To be content - how am I to be content with just 20 years? How can I be content when half of me is gone?
Archie's contentment made me cry on the treadmill. He was so thankful for his one day on the field, one trip to the plate. I have argued with God for most of the day about this message feeling betrayed by words that are supposed to console because I am not content and feel pretty confident, if not rebellious, that I will never find contentment in my daughter being stolen from me.
Not being one to run from a fight (not always an attribute for which I am proud), I let the thought hang around my shoulders while I attended Ashley's ORU soccer game this afternoon. The Indian Summer heat lifted my spirits, and I yelled like I know what I am yelling about for Ashley and the Golden Eagles. When she saw me after the game, she wrapped me up and said quietly in my ear, "I've been praying for you MamaWitch. I put in for an internship as a Nurse's tech for the ICU, so I can care for people just like you said." And while I was not sad or heavy beneath the weight of grief as I stood there, I immediately began to cry. Losing control sucks because of the weight it places on other people. Ashley didn't make me sad; she made me incredibly proud, and the enormity of it broke through with tears.
I chided myself as I walked to the car, never wanting to burden these girls. I want to be the safe place they can come to remember and laugh. Yet as I drove home in my brokenness, the argument finally ceased.

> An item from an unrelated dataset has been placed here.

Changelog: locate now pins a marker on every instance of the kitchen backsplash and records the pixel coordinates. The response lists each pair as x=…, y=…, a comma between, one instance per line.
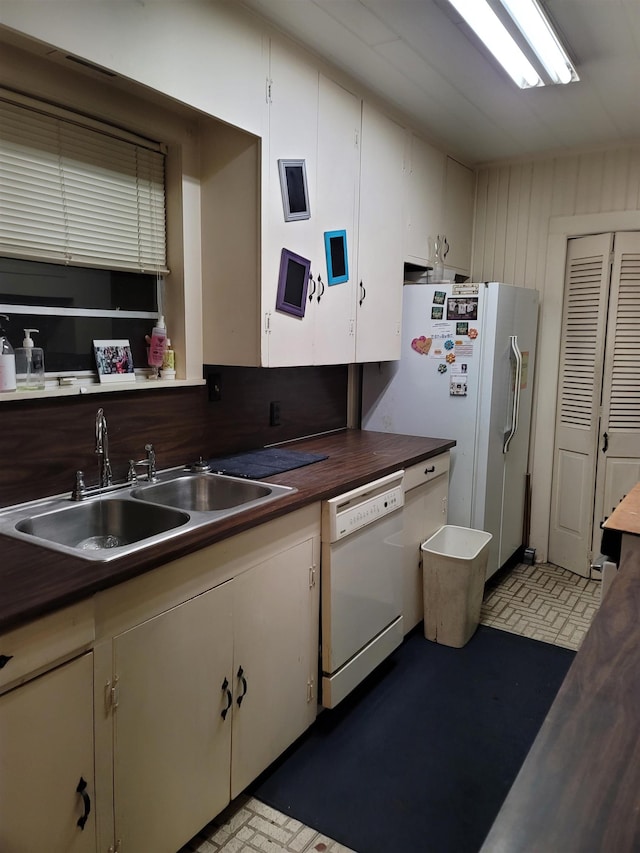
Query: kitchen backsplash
x=43, y=442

For me, we are not called to be content with our loss or our grief. Grief, like joy, is given to us. Half of me is gone. It's just gone, like losing control, I hate that I don't know what to do about that. Sometimes, the half that remains stands humbly before the world and asks, "What's next?" and sometimes I turn inside out. In either place, I can just be - that's His promise as the verses in Philippians four ensue.
In both places, standing with only half of me to offer, or lying in a crumpled mess inside out, in my heart, it is wrong that my girl is gone; no amount of gratitude for the perfect 20 years we shared will ever make that right. However, I can say that sometimes when the half of me that remains is standing, I can honestly offer, "I will praise you in the storm." because "HIs faithfulness endures..." and if I am looking, or even when I am not looking, He finds me.
I can find contentment in that.
***update - sweet Ashley, our favorite bohemian is an ICU nurse. So proud.